But White House operatives, in each of these cases, had clear, and, in their minds, justifiable reasons to shift focus of attention: The Memogate controversy could help Bush get re-elected by casting doubt on the questions about his Guard service, and the Newsweek dustup could shift the focus from the ethics of government interrogators to those of journalists — and, as a side benefit, further damage the credibility of another mainstream media bastion. To us, the White House’s Machiavellian tactics are much easier to understand — and even, from their lights, to justify — than are the dubious motivations of editors and reporters covering the story about the story who so willingly ceded control of the process.

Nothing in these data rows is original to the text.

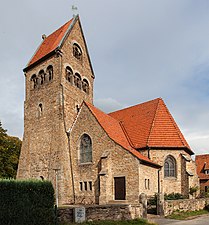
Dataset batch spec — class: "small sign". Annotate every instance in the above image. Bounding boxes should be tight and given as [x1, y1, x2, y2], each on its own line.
[74, 207, 86, 223]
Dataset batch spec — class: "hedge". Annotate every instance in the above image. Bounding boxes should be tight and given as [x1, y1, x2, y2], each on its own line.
[0, 179, 55, 225]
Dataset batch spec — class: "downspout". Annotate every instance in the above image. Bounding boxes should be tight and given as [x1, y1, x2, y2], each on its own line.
[158, 169, 161, 194]
[57, 49, 76, 203]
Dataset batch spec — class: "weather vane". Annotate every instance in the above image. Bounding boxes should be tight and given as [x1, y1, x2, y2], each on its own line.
[72, 5, 78, 17]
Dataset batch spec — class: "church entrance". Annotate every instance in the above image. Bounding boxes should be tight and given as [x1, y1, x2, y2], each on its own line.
[114, 177, 126, 200]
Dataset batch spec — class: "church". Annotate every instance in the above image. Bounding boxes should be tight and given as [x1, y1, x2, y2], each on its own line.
[17, 15, 199, 205]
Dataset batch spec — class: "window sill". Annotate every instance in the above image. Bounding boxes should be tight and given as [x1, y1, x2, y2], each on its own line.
[79, 162, 93, 166]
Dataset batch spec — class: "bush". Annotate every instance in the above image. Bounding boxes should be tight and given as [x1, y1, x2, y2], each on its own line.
[0, 179, 55, 225]
[164, 192, 186, 200]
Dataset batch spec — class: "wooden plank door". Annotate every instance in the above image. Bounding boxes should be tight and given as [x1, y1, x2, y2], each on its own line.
[114, 177, 126, 200]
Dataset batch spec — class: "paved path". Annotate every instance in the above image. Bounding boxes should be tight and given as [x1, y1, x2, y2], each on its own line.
[149, 214, 209, 225]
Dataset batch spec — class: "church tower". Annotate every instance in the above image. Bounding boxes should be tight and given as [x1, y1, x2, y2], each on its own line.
[17, 15, 95, 204]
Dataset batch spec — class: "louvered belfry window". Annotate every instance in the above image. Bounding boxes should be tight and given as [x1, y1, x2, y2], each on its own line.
[80, 134, 92, 163]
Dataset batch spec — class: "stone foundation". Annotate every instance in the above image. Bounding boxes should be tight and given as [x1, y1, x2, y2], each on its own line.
[58, 204, 143, 223]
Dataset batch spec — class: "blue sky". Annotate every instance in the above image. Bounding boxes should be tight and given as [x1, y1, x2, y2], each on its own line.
[0, 0, 209, 155]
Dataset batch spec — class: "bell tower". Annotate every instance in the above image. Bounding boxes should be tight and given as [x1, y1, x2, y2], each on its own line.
[17, 15, 95, 204]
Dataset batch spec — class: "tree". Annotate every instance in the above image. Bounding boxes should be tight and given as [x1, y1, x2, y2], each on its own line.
[0, 121, 22, 178]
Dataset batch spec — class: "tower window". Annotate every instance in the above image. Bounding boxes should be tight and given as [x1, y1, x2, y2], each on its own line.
[74, 73, 81, 89]
[38, 70, 45, 86]
[73, 43, 82, 60]
[66, 66, 73, 84]
[164, 155, 176, 177]
[80, 134, 92, 163]
[30, 74, 37, 89]
[38, 103, 43, 117]
[82, 79, 89, 94]
[46, 65, 53, 81]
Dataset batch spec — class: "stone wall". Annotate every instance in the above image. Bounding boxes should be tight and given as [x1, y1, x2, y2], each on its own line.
[164, 198, 209, 216]
[58, 204, 143, 223]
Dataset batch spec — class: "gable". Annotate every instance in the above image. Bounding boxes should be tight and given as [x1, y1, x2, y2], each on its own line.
[84, 101, 161, 168]
[23, 15, 94, 77]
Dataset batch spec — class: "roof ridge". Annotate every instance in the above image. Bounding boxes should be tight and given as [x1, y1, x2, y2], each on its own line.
[147, 98, 161, 146]
[109, 98, 160, 115]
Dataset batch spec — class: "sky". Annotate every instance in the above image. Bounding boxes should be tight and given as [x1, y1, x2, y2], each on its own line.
[0, 0, 209, 155]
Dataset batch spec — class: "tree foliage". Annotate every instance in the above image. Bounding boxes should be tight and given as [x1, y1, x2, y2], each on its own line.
[0, 121, 21, 178]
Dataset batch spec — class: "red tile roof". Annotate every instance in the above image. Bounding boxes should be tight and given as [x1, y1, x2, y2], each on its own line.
[27, 18, 73, 67]
[109, 98, 192, 153]
[196, 154, 209, 179]
[84, 102, 160, 167]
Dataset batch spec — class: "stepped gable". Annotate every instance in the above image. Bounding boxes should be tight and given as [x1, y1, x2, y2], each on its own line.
[26, 18, 74, 68]
[109, 98, 193, 154]
[84, 101, 160, 167]
[196, 154, 209, 179]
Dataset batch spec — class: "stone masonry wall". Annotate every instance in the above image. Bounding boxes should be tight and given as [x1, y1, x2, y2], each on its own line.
[70, 104, 142, 205]
[164, 198, 209, 216]
[149, 150, 198, 195]
[17, 18, 95, 205]
[58, 204, 143, 223]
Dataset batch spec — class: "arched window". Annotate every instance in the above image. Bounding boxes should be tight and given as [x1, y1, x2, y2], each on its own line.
[38, 70, 45, 85]
[38, 103, 43, 117]
[74, 73, 81, 89]
[30, 74, 37, 89]
[73, 43, 82, 60]
[80, 134, 92, 163]
[164, 155, 176, 177]
[82, 79, 89, 94]
[46, 65, 53, 81]
[66, 66, 73, 84]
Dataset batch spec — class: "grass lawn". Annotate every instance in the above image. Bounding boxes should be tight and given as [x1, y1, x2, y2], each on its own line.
[60, 218, 156, 225]
[166, 209, 209, 220]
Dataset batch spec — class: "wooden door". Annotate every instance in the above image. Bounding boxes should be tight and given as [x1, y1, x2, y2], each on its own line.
[114, 177, 126, 200]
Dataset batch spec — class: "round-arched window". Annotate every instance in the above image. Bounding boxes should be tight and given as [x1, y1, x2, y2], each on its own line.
[73, 43, 82, 60]
[82, 79, 89, 94]
[80, 134, 92, 163]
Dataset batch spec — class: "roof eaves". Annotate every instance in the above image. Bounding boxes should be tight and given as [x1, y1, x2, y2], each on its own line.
[23, 49, 58, 72]
[24, 38, 46, 71]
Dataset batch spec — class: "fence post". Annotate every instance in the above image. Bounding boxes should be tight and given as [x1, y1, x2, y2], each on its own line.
[157, 193, 164, 216]
[139, 193, 147, 218]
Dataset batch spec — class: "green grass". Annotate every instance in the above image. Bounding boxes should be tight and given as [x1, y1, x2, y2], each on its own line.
[60, 218, 156, 225]
[166, 209, 209, 220]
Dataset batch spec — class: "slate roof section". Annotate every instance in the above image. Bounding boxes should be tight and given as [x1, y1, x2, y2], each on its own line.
[196, 154, 209, 179]
[84, 101, 161, 167]
[109, 98, 193, 154]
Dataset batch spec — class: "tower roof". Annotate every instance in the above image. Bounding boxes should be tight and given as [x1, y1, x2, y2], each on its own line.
[23, 15, 94, 76]
[28, 19, 74, 68]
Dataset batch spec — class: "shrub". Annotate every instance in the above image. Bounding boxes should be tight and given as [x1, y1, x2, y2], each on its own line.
[0, 179, 55, 225]
[164, 192, 186, 200]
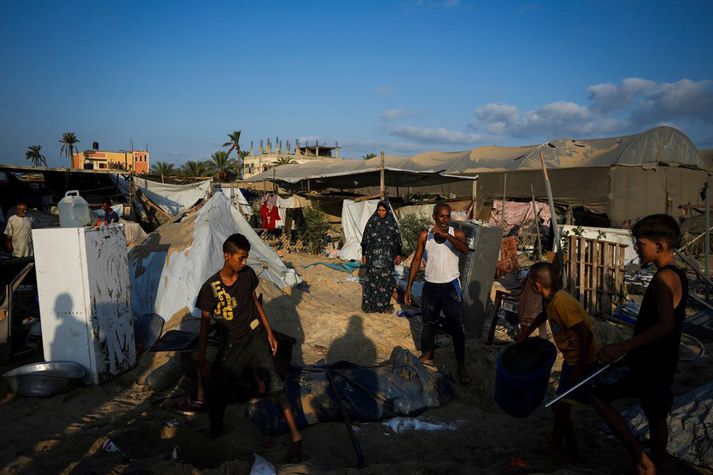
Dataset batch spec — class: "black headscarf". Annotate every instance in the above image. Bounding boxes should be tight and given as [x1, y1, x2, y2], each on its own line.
[361, 200, 402, 261]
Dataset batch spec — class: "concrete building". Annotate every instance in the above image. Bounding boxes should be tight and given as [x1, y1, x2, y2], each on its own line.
[242, 138, 340, 179]
[72, 142, 150, 174]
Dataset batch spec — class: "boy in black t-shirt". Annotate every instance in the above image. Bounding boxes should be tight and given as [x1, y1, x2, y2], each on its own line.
[196, 233, 302, 462]
[591, 214, 687, 475]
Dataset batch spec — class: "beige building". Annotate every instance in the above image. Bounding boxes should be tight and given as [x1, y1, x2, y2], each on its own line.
[243, 139, 340, 179]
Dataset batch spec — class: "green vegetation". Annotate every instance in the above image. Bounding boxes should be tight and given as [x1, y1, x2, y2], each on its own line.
[362, 153, 377, 160]
[150, 161, 176, 182]
[223, 130, 243, 178]
[25, 145, 47, 167]
[399, 214, 432, 256]
[275, 156, 296, 166]
[302, 206, 331, 254]
[59, 132, 79, 167]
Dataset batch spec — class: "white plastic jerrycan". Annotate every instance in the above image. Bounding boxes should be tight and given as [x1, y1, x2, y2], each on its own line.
[58, 190, 92, 227]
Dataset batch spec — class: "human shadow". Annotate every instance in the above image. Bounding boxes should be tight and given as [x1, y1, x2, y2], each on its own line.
[326, 315, 377, 367]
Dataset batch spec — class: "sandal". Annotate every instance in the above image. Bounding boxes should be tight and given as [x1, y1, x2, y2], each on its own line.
[173, 398, 208, 413]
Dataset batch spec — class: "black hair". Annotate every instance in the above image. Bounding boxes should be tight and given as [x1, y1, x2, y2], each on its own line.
[377, 200, 389, 210]
[102, 198, 112, 206]
[433, 202, 451, 215]
[528, 262, 557, 290]
[223, 233, 251, 254]
[632, 214, 681, 249]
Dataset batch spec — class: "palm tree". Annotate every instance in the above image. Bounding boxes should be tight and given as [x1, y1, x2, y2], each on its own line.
[223, 130, 243, 178]
[182, 160, 208, 177]
[207, 151, 234, 182]
[362, 153, 377, 160]
[59, 132, 80, 168]
[25, 145, 47, 167]
[150, 161, 176, 183]
[275, 156, 296, 166]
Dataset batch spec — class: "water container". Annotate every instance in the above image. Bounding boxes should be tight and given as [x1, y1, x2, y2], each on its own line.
[494, 337, 557, 418]
[58, 190, 91, 227]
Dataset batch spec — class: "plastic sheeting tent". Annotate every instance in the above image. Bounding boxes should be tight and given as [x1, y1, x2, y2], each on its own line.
[128, 193, 300, 322]
[118, 177, 212, 216]
[338, 199, 381, 261]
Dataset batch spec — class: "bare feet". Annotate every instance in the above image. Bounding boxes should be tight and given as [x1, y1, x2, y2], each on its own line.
[457, 363, 471, 385]
[635, 452, 656, 475]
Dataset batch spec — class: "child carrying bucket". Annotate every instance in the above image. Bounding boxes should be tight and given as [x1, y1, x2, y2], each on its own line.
[517, 262, 598, 464]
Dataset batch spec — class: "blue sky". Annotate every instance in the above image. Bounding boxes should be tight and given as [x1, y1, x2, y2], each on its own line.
[1, 0, 712, 167]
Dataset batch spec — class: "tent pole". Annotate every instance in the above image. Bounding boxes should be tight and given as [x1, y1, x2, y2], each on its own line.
[502, 173, 507, 228]
[380, 150, 385, 199]
[706, 182, 710, 300]
[539, 150, 561, 253]
[531, 184, 542, 260]
[471, 180, 477, 219]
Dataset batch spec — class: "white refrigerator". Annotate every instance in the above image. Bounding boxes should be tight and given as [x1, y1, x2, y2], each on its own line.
[33, 225, 136, 384]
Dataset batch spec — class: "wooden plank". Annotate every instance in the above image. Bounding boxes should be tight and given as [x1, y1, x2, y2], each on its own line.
[578, 236, 586, 306]
[590, 241, 602, 315]
[602, 242, 611, 315]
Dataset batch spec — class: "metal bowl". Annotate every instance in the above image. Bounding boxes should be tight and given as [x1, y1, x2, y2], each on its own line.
[2, 361, 87, 398]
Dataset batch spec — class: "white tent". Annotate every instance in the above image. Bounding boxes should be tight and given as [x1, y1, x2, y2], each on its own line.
[118, 177, 213, 216]
[129, 193, 301, 322]
[338, 199, 381, 261]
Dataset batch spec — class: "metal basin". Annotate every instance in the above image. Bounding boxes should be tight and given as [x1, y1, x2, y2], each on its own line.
[2, 361, 86, 397]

Both Newsweek‘s and CBS’s journalistic lapses, of course, deserve to be covered, and covered thoroughly. Both outlets made serious and substantial errors, and the public should be aware of them. But in a media environment in which news outlets are willing to cede countless hours and inches to a Jennifer Wilbanks, it’s astounding that our press has such a hard time covering Memogate without abandoning the National Guard story and covering Newsweek‘s fumble without continuing to get to the bottom of abuses at Guantanamo.

Bozell is all too right when he says that the Newsweek dustup is the Memogate scandal all over again — but not in the way he imagines. Once again, the media have allowed the White House to parlay a journalistic sin into an opportunity to shift attention away from what ought to be central public issues.

Thus do the media give away their authority, and then gladly go along, helter-skelter, for the ensuing ride.

–Brian Montopoli

Brian Montopoli is a writer at CJR Daily.